青木ケイタガッシャーン!っていう感じの音。
――ある意味、スタジオマジック。
伊藤隆郎あれはたぶんライブではできない。できないんだけど、逆にライブ感を感じるんですよ。
織田祐亮たぶん、隆郎さんが元々持ってるサウンド感に近いんだと思う。
伊藤隆郎そう。僕らはいつも、狭いスタジオでリハーサルしてるから、ガッシャーン!って、ドラムの音が跳ね返ってくる感じに慣れてるので。ちゃんとレコーディングすると、「綺麗にまとまりすぎて、なんか違うよね」ってなるんですけど、エフェクトをかけることで、逆にいつものサウンドに近づけるというか。今作は、速水さんとのキャッチボールの中で、僕らがリクエストしなくても、「お前の好きなサウンドはこれだろ?」っていうものを、作ってくれた感じがします。
青木ケイタ確かに、ライブの音にめちゃめちゃ近い気がする。ライブでは、僕とオリちゃんが使ってるマイクで、隆郎の音を拾っちゃうんですよ。だから常に、ガシャガシャした音が聴こえてる。
織田祐亮ライブって、そういうもんじゃないですか。僕とケイタさんも、拾いあいますし。
伊藤隆郎お互いが共鳴してるから、ちょっとカオティックなサウンドにもなるんですけど。そういうエフェクターを使うことで、僕らが聴いてほしいと思っている、普段はみなさんの耳に届きづらい音も、今回は表現できたのかなと思います。
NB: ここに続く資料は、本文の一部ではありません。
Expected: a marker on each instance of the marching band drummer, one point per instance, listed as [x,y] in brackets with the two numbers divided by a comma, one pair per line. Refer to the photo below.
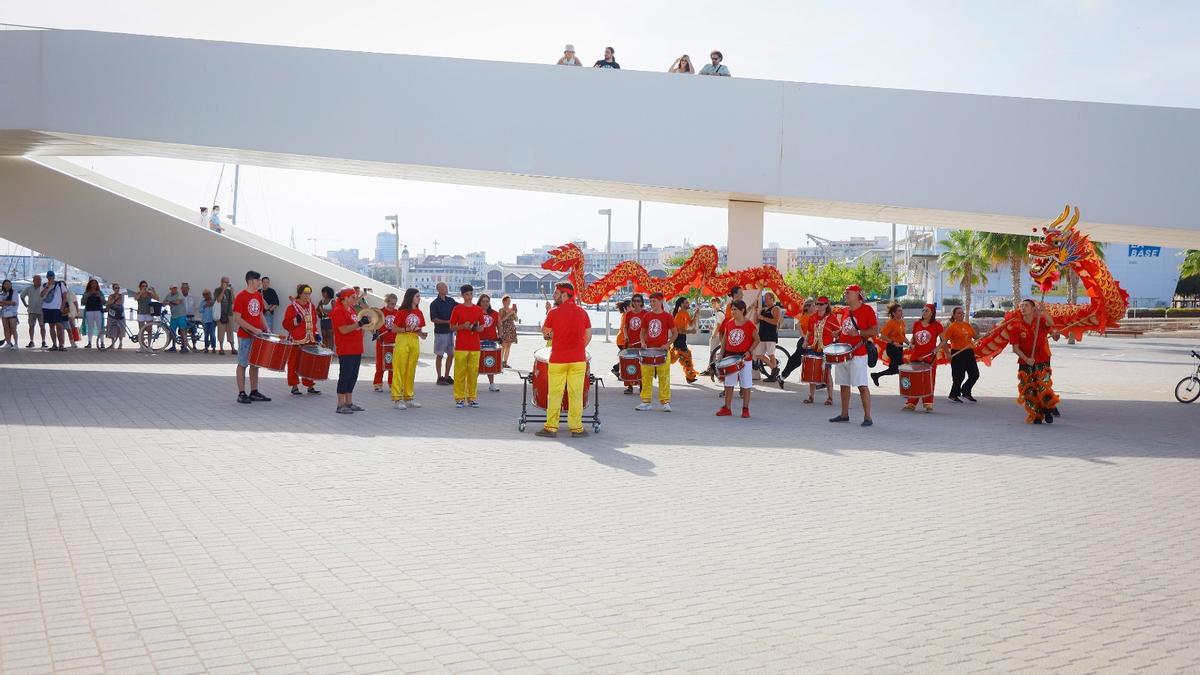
[739,336]
[301,324]
[927,341]
[571,330]
[658,332]
[385,341]
[408,327]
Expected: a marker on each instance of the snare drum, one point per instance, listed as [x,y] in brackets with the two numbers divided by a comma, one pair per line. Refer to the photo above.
[630,366]
[654,357]
[490,358]
[313,362]
[813,369]
[729,365]
[838,353]
[916,380]
[541,381]
[270,352]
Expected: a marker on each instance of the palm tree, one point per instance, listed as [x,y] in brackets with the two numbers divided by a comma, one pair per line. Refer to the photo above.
[965,262]
[1008,249]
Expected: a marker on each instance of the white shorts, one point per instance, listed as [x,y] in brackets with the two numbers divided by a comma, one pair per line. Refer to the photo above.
[852,372]
[744,376]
――そもそもSolitary Circusの場合、ライブが先にあって、そこで曲を鍛えていくというやり方ですよね。だから、ライブ感あるサウンドを基準にするのは、必然と言いますか。
伊藤隆郎そうなんです。そもそもファーストを出す前から、ツアーをやっていたわけで、音源を作りたいというよりは、まずライブしたいなという思いは一番強いです。しかもライブをやるたびに曲が変わっていって、特にストリートでは、演奏の内容がすごい変わるんですよ。そうやっていく中で楽曲ができて、CDやレコードという作品に残していって、それをまたツアーで届けて、その間にまた曲を作って、という繰り返しなので。逆に言ったら、ツアーとかライブがあるから、自然と作品が生まれるのかもしれないですね。僕らが常に循環してるから、作品にも繋がってくのかなと思います。
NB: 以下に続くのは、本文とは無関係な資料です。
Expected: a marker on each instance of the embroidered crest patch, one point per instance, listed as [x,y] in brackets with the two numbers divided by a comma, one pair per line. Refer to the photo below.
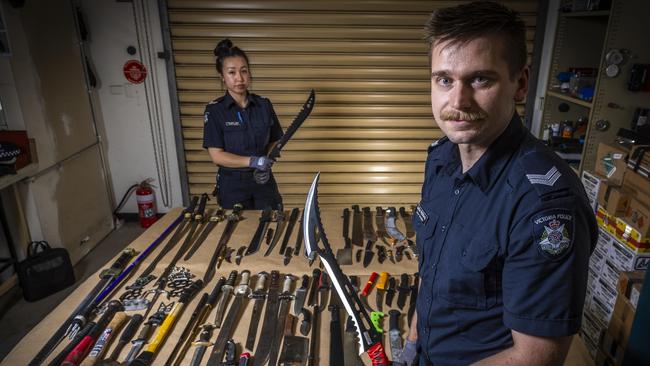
[422,215]
[553,231]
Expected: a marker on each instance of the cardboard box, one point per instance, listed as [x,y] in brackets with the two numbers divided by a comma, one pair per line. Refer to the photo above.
[615,200]
[632,237]
[591,328]
[602,359]
[639,186]
[621,322]
[612,348]
[597,259]
[610,274]
[639,159]
[590,344]
[18,138]
[621,255]
[611,163]
[606,293]
[627,280]
[591,182]
[635,293]
[637,215]
[605,220]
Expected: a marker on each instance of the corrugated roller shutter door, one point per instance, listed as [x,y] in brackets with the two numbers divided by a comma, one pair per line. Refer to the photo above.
[367,61]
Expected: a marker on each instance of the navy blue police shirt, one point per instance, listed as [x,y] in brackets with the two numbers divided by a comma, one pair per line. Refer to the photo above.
[241,131]
[504,246]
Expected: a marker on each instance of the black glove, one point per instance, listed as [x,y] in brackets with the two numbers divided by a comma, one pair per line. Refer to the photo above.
[262,177]
[407,356]
[262,163]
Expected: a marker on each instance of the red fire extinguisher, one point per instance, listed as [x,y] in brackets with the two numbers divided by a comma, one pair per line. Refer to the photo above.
[146,199]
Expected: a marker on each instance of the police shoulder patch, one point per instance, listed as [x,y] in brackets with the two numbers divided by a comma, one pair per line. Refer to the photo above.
[436,143]
[553,231]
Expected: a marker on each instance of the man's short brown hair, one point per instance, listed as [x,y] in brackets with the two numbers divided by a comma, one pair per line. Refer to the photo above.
[463,23]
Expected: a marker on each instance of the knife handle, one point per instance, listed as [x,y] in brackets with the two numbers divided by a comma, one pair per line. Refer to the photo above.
[368,287]
[381,283]
[199,212]
[190,209]
[286,286]
[323,281]
[305,282]
[232,277]
[404,281]
[393,320]
[377,355]
[346,222]
[261,281]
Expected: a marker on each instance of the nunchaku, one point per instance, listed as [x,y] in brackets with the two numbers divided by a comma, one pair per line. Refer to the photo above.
[147,356]
[368,337]
[198,325]
[107,283]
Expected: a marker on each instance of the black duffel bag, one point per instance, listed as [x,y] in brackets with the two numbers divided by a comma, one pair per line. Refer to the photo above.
[46,270]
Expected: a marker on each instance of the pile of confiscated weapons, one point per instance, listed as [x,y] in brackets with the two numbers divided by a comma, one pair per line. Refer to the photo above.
[157,298]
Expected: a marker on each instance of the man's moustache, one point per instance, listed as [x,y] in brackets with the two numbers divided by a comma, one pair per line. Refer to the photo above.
[462,115]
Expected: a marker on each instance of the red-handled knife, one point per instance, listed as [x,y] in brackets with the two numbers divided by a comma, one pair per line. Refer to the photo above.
[369,339]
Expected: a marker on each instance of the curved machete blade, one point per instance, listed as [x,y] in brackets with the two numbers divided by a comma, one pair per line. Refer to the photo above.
[313,231]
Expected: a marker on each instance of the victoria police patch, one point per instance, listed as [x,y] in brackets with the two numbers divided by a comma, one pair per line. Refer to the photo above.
[553,232]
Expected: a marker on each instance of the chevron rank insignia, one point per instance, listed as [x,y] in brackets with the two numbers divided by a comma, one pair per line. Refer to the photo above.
[553,232]
[548,179]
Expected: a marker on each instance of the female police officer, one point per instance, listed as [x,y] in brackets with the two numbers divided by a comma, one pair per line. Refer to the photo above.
[239,129]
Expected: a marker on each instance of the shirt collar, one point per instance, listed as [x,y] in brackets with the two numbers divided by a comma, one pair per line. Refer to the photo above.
[230,101]
[486,170]
[491,164]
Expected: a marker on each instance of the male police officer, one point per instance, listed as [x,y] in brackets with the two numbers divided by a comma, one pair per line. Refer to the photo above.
[504,227]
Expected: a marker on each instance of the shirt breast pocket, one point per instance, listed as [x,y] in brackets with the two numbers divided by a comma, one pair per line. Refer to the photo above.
[235,139]
[262,131]
[475,282]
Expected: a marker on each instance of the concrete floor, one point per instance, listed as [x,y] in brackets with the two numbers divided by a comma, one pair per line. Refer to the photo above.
[18,317]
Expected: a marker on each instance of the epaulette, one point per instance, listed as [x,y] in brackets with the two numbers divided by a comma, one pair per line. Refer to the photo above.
[545,171]
[216,101]
[437,143]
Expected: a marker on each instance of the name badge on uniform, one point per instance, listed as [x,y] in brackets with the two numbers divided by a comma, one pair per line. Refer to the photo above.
[553,231]
[422,215]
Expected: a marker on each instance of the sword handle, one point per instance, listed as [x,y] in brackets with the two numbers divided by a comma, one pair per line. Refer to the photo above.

織田祐亮アルバムを作るからそのために制作して、というのとは違って、ライブでやるのが先で、曲が溜まったから発表するだけ。今回リリースする曲も、1年半以上前からライブでやっていたものもあります。そこでお客さんが、「この曲はいつ音源化になりますか」とか、そういうことを聞いてくださる方も増えてきて、共感してくれる人がちょっとずつ増えている喜びが、じわじわとありますね。
伊藤隆郎メンバーが自分たちの音に向き合って集中する、その音に反応してる様を観客が見て楽しむ、という感じなんです。もともと編成自体が特殊で、ベースもいなければ和音楽器もいない。そこで音を洗練させていくという意味で、トランペットにエフェクターをかけて和音を出したり、バリトンサックスの低音をブーストすることで、ベースがいないことを感じさせないサウンドを作ったり。いびつな編成の中で、それぞれの音をどれだけ研ぎ澄ましていくかを追求して、セッションし続けてきたので。
――その結果、特にストリートやフリーイベントでの反響がどんどん大きくなっていて。SNSにもいくつか映像が上がっていますけど、初めてSolitary Circusを見る人の反応が、すごく新鮮です。
織田祐亮気持ちとしては、目を閉じて、すごく集中して音を出していて、目を開けたら「あれ?また3人増えてる」「6人増えてる」、また目を閉じて演奏して、気が付いたら「20人になってる」みたいな感覚に近いのかな?と思います。路上でもライブハウスでも、本当に集中してやっているものに対して、共感してくれる人が増えるのはすごく嬉しいですし、作品もそうなってほしいと思っています。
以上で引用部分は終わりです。